Concerns that Lembembe’s murder could be linked to his LGBTI rights activism were dismissed by Nkou at the Human Rights Council as a “fantasy”.
Human Rights Watch argues that Nkou’s conclusion that Lembembe’s “personal life” caused his murder reinforces the message that LGBTI people can be killed with impunity in Cameroon.
Lembembe, the executive director of Cameroonian Foundation for AIDS (CAMFAIDS), was an outspoken LGBTI activist and journalist in Cameroon.
His mutilated body was found in his home in Yaoundé on July 15. Two weeks earlier, he had made a public statement condemning the state’s inaction following several attacks on human rights defenders, including those protecting the rights of LGBTI people.
Several of his friends were briefly arrested and interrogated, including about their sexual behaviour. Since then, activists in Yaoundé say, investigations appear to have stalled.
“The comments by the official state representative toward the late Eric Lembembe, who is no longer with us to defend himself against such vitriol, represent a new low by Cameroon’s government,” said Neela Ghoshal, senior researcher on LGBT rights at Human Rights Watch.
“Cameroon should be focused on improving its human rights record before the UN, instead of blaming the victims and asserting it has no obligation to protect sexual and gender minorities from violence and discrimination.”

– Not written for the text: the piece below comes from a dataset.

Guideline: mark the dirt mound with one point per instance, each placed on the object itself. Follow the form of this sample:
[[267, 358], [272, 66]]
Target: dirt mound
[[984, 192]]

At the Human Rights Council Cameroon rejected recommendations that would ensure people’s basic rights not to be killed, raped, or assaulted because of their sexual orientation or gender identity.
These included a recommendation from Uruguay to tackle harassment and violence based on sexual orientation, and a recommendation from Germany to protect LGBTI people from violence.
“In rejecting these common-sense recommendations, Cameroon has failed to uphold the basic principle that every person has the right to life and to security,” Ghoshal said. “It has distanced itself from a growing consensus, voiced by the African Commission on Human and Peoples’ Rights and the UN Human Rights Council, that discrimination and violence based on sexual orientation and gender identity are never acceptable.”
In a more encouraging move, Cameroon accepted Belgium’s recommendation to investigate police violence against people on the basis of their sexual orientation.
In response to UN member states’ arguments that Cameroon’s anti-homosexuality law violates its own constitution, as well as international law, Cameroon said that the law targets people who have sex in public, a claim that is patently false, said Human Rights Watch.
Since the beginning of 2013, at least six people have been convicted for homosexuality; not a single one was actually caught having sex.